Il existe d’autres élevages qui se trouvent dans un moment difficile mais qui n’en sont pas moins singuliers et qui peuvent constituer pour cela un encaste à part entière : celui d’Antonio Pérez de San Fernando ou celui de Conde de la Maza, ainsi que les élevages portugais d’origine Pinto Barreiros (Gamero Cívico/Conde de la Corte) comme sont ceux d’Oliveira Irmaos et de Cunhal Patricio, ou proches de celui-ci, comme c’est le cas d’Infante da Cámara. L’élevage français d’Hubert Yonnet constitue aujourd’hui une nouvelle branche de cet encaste Pinto Barreiros.

Bien que 90 % environ des élevages actuels soient d’origine Vistahermosa au travers surtout des deux branches principales de Parladé et Santa Coloma, ce n’est pas pour autant que l’on puisse parler de monoencaste (souche unique), un terme mis à la mode depuis quelques temps. Nous avons vu en effet que même dans ces deux branches-là, il existe une diversité de sous-branches possédant chacune un type zootechnique bien défini. Bien sûr, les toreros devenus célèbres ont aidé au développement de certaines lignées dont ils sont particulièrement friands, celle de Parladé en particulier, ce qui, uni au problème de l’excès de poids (diminuant les différences entre types) et à la croissante sélection cherchant des animaux plus harmonieux, mieux présentés, peut nous donner l’impression d’une apparente uniformité du toro de lidia contemporain. Cependant, on trouve encore plus d’une vingtaine d’encastes différents dans le cheptel brave actuel avec des particularités bien marquées, des miuras et pabloromeros aux toros vazqueños, en passant par les différentes branches de Murube, Parladé, Santa Coloma ou Saltillo, sans compter celles de Núñez, Torrestrella…
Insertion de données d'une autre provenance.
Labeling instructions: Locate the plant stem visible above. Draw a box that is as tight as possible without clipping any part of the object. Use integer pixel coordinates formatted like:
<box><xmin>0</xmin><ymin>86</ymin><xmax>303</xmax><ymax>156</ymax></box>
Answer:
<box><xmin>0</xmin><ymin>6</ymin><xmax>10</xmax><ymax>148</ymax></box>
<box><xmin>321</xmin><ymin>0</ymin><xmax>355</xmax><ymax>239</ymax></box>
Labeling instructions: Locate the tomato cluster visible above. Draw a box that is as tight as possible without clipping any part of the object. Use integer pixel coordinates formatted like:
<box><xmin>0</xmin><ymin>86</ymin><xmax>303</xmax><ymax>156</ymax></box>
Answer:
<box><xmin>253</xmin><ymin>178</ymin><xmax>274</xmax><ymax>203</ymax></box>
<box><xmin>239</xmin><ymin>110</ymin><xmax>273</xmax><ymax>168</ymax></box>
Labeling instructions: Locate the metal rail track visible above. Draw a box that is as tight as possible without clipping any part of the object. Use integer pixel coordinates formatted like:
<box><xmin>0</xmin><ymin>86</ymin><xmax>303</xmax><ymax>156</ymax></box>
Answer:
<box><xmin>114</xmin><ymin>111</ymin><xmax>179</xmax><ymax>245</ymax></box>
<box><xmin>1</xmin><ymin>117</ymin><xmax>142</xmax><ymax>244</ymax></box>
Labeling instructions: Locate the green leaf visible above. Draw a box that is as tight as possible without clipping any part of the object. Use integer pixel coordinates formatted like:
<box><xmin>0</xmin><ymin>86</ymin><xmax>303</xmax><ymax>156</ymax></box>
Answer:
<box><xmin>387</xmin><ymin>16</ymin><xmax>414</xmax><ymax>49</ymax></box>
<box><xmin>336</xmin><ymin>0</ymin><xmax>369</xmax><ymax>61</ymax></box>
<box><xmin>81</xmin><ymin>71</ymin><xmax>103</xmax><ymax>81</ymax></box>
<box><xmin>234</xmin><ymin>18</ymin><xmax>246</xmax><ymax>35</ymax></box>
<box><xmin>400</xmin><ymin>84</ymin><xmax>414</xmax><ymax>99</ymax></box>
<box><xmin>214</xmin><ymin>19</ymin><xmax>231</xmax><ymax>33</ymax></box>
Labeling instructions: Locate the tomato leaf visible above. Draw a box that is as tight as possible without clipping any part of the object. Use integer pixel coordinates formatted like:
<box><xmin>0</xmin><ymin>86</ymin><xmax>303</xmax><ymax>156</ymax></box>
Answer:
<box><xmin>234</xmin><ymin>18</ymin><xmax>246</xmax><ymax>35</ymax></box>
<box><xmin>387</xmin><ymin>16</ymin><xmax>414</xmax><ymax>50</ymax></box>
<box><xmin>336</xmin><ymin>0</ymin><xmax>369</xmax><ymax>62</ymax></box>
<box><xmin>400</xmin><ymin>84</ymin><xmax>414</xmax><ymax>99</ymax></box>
[1] Voir Terres Taurines opus 10, novembre 2006, p.37 (rôle de Ramón Romero Balmaseda d’après une étude d’Antonio López Martínez).

[2] Voir Terres Taurines opus 10, novembre 2006, pp.75 et 173.

[3] Pour tout le vocabulaire concernant le toro, se reporter au paragraphe intitulé Différentes classes de taureaux braves ou au glossaire.

[4] Photo : Roger Martin.

[5] Cf. l’entrée « Palha », de Christophe Chay,  in La tauromachie. Histoire et dictionnaire, Paris, Robert Laffont, 2003.